3.3. Analyse de la perception de la dynamique entre
partenariat et règlement des différends
La recherche documentaire révèle que dans
l'entente de partenariat entre la société d'État et la
collectivité, en récurrence les Cris de la Baie-James, le
règlement d'éventuels différends est encadré par
une clause prévoyant la médiation comme mode de règlement.
De même que l'entente de partenariat appelée la Paix des braves,
entre le Gouvernement du Québec et la communauté Cris de la
Baie-James, prévoit une clause de médiation pour le
règlement des différends. Or, les ententes et les contrats avec
les fournisseurs partenaires d'Hydro-Québec ainsi qu'avec ceux du
Gouvernement du Québec ne prévoient pas la médiation comme
mode de règlement des différends, malgré que les
fournisseurs soient unanimes à le réclamer. En plus, l'analyse de
la perception du partenariat et l'analyse de la perception du mode de
règlement des différends montre un écart en raison des
valeurs du partenariat qui ne sont pas actualisées par les acteurs lors
d'un règlement d'un conflit commercial. Pour cette raison, il est
important d'identifier dans quelle mesure la méconnaissance de la
médiation avec tout son potentiel cause cet écart.

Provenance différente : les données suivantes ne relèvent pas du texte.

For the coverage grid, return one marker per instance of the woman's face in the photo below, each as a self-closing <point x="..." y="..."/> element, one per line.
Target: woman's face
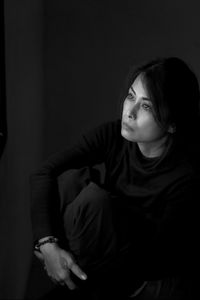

On tente donc de trouver une réponse à cette
question à travers l'analyse documentaire et la lecture que font les
acteurs de la relation entre le partenariat et le mode de règlement des
différends. A cet effet, tous les acteurs rencontrés sont d'avis
qu'il n'existe pas une relation évidente entre le partenariat
pratiqué à la société d'État et le mode de
règlement des différends en raison du mode d'approvisionnement
par appel d'offres publics. De sorte que souvent, le plus bas soumissionnaire
est retenu et le règlement d'un conflit avec un fournisseur se fait
selon les mêmes procédures et avec la même philosophie
indépendamment de la nature de relation avec ce
dernier. Ainsi, peu importe la nature de la relation d'affaires, la gestion de
la chose publique exige une rigueur plus aigue que la gestion des
intérêts privés, de telle manière que toute
négociation et toute recherche de règlement doivent être
faites selon des critères objectifs et positifs. Toute entente
acceptable doit être justifiée par les clauses contractuelles, la
Loi et les règlements en vigueur. D'un autre côté, toute
concession non justifiée en droit doit être évitée
par souci d'équité par rapport aux autres soumissionnaires qui
n'ont pas été retenus pendant l'analyse de soumissions. Dans un
tel contexte, selon les gestionnaires, il est difficile de parler du
partenariat, on y voit plutôt une relation d'affaires basée sur la
maximisation des profits.
Par contre, selon trois acteurs, l'exercice d'une
véritable relation du partenariat est possible lorsqu'on choisit
librement les fournisseurs et lorsqu'on négocie avec ces derniers des
contrats à l'amiable, de gré à gré. À ce
moment, on peut envisager la médiation comme mode de règlement
des différends. Dans un tel cas, il est exigé de la
société d'État qu'elle soit en mesure de faire face
à l'apparence de conflit d'intérêts en justifiant toute
transaction et tout geste administratif dans ce sens. Par
ailleurs, un acteur affiche une méconnaissance de la médiation
commerciale à un point tel qu'il l'associe à la médiation
imposée souvent par le gouvernement pour débloquer des
négociations lors d'un conflit de travail. Dans ce cas, il la voit comme
un exercice contraignant où le médiateur intervient directement,
d'une façon accrue, dans la recherche d'une solution au conflit.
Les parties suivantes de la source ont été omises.